Wednesday, October 21, 2009

'80s Underground Rock, Handsome Boy Modeling School

First posted on October 22, 2007

It was 1985 and I had gotten through graduate school and was working for a well-known publishing house. A writer I had hired who was just out of college had hung a poster on her office wall. I was curious. “REM,” I said. “Who are they? Any good?” She gave me a look of slightly withering contempt. “It’s R.E.M.,” she replied. “And they are great.” I deserved that bemused response. I was out of it. One thing led to another and the upshot was I ended up getting everything R.E.M. had done up until then. I was hooked. My life was a cloistered one at graduate school, so I missed out on a good amount of the alternative rock scene from 1981-85. Everybody was raving about Michael Jackson there, but I suspected more was going on than was reaching my ears. There was. I spent several years catching up. A four-CD set came out several years ago that covered what turned out to be a rather special time on the scene. It is called Left of the Dial: Dispatches from the ‘80s Underground (Rhino) and it manages to cover succinctly the best of the less heralded alt groups of the era. I had purchased many of these tracks on vinyl, but missed a few here and there. It’s a great compilation and makes one realize on listening how something was up, for certain. They’ve got some R.E.M., sure. And they include lots of other bands, too: XTC, The Smiths, New Order, Dinosaur, Jr., The Replacements. There’s a little punk, new wave, no wave, and you can wave bye-bye at the end. I know there are plenty of things going on today too, but I have a certain nostalgia for these bands.

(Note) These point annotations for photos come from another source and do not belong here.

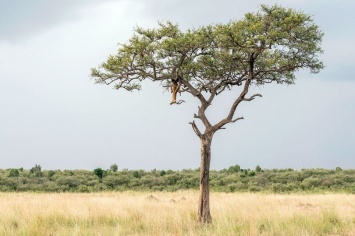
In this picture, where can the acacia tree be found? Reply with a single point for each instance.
(263, 47)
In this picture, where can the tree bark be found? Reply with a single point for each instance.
(204, 215)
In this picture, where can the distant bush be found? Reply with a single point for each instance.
(232, 179)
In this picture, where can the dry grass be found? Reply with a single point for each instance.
(133, 213)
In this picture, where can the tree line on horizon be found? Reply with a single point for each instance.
(232, 179)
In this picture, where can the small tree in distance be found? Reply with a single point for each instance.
(263, 47)
(114, 168)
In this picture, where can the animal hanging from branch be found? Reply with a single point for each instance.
(175, 88)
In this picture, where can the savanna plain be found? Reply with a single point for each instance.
(175, 213)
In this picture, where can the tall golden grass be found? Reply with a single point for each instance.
(136, 213)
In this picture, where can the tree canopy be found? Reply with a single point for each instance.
(263, 47)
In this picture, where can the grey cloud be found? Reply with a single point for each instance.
(20, 20)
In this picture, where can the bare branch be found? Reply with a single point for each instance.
(239, 118)
(252, 97)
(195, 128)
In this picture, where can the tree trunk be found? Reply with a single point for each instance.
(204, 215)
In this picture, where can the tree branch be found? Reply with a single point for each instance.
(252, 97)
(195, 129)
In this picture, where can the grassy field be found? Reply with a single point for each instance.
(136, 213)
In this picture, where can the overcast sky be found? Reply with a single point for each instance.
(52, 113)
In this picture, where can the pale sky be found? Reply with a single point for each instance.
(52, 113)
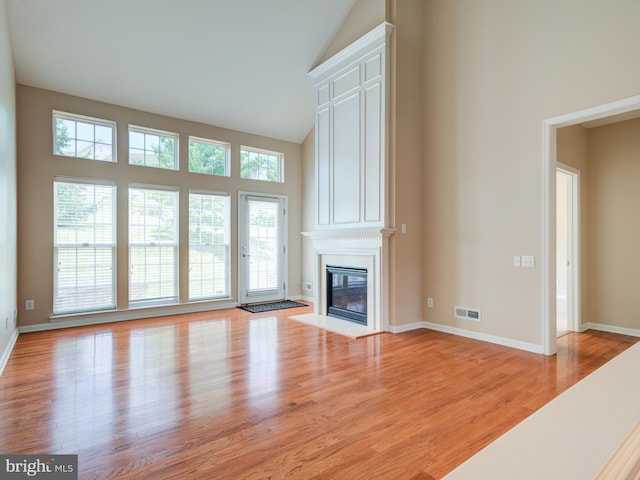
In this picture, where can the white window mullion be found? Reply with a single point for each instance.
(83, 213)
(208, 246)
(153, 215)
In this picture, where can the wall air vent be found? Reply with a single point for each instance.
(467, 313)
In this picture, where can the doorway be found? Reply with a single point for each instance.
(261, 248)
(567, 241)
(627, 108)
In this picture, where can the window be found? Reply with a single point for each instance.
(153, 246)
(84, 247)
(208, 246)
(207, 156)
(153, 148)
(261, 165)
(83, 137)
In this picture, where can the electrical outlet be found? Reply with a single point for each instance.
(528, 261)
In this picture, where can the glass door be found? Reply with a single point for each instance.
(261, 248)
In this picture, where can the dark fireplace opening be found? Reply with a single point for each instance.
(347, 293)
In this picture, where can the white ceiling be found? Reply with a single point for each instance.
(238, 64)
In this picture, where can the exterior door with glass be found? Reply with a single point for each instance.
(261, 248)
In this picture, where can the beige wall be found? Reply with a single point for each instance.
(8, 247)
(614, 233)
(308, 212)
(407, 172)
(38, 166)
(405, 149)
(494, 71)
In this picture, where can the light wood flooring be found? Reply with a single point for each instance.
(234, 395)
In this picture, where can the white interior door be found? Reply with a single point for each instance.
(261, 248)
(567, 235)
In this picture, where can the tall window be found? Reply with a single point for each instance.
(84, 249)
(153, 246)
(207, 156)
(208, 246)
(153, 148)
(261, 165)
(83, 137)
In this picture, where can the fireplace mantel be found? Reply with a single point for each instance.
(355, 247)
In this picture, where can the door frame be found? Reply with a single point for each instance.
(549, 164)
(573, 246)
(285, 241)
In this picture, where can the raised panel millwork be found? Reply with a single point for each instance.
(323, 95)
(346, 160)
(323, 167)
(373, 153)
(346, 82)
(351, 128)
(373, 68)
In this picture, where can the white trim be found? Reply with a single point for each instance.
(7, 351)
(380, 35)
(574, 313)
(97, 318)
(549, 162)
(634, 332)
(285, 240)
(484, 337)
(407, 327)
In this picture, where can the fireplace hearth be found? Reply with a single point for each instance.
(347, 293)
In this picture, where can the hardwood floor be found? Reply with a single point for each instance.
(232, 395)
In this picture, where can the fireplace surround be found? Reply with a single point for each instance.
(366, 249)
(347, 293)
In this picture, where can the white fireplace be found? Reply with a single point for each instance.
(355, 248)
(352, 165)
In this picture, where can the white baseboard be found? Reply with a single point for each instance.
(611, 329)
(485, 337)
(123, 316)
(506, 342)
(407, 327)
(7, 351)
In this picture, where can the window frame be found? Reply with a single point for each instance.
(74, 117)
(226, 244)
(80, 246)
(159, 133)
(260, 151)
(174, 245)
(214, 143)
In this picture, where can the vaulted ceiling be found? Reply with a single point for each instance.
(238, 64)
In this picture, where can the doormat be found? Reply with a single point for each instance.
(267, 307)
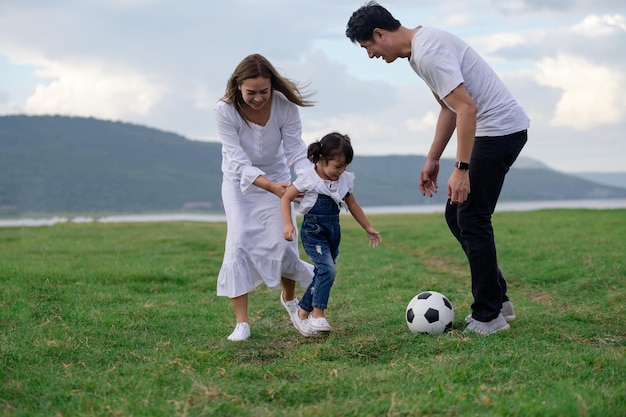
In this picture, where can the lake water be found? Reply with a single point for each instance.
(434, 208)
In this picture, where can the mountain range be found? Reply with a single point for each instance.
(75, 165)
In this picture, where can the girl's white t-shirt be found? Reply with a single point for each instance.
(444, 62)
(311, 184)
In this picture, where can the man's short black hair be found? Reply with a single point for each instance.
(367, 18)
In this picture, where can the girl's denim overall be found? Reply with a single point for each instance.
(320, 234)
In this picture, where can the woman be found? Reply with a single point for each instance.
(259, 126)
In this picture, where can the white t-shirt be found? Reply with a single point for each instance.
(311, 184)
(444, 61)
(250, 150)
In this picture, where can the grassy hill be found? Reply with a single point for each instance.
(72, 165)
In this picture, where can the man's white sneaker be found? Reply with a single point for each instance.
(241, 333)
(319, 324)
(303, 326)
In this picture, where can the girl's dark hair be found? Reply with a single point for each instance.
(331, 146)
(360, 27)
(254, 66)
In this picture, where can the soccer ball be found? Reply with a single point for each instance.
(429, 312)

OK, now I am finally catching up with a hip-hop group who released their first (I think) CD in 1999. They are called Handsome Boy Modeling School and that CD is So. . . How’s Your Girl? (Tommy Boy Records). I don’t like everything coming out in the hip-hop vein. But I do like these folks (Dan the Automator and Prince Paul). First of all, they can be funny. Father Guido Sarducci makes a guest appearance, for example, and he is out there. Much of it is tongue-in-cheek. Second, they are likely to combine all kinds of styles and samples with live instruments and vocals. There is a rap veneer, but also shades of rock, Beethoven, funk, soul, and so on. It is musical! Perhaps a bit more guitar in the mix would have made it even better. Well they have at least one more CD that came out and it’s cool, but this one especially hits me.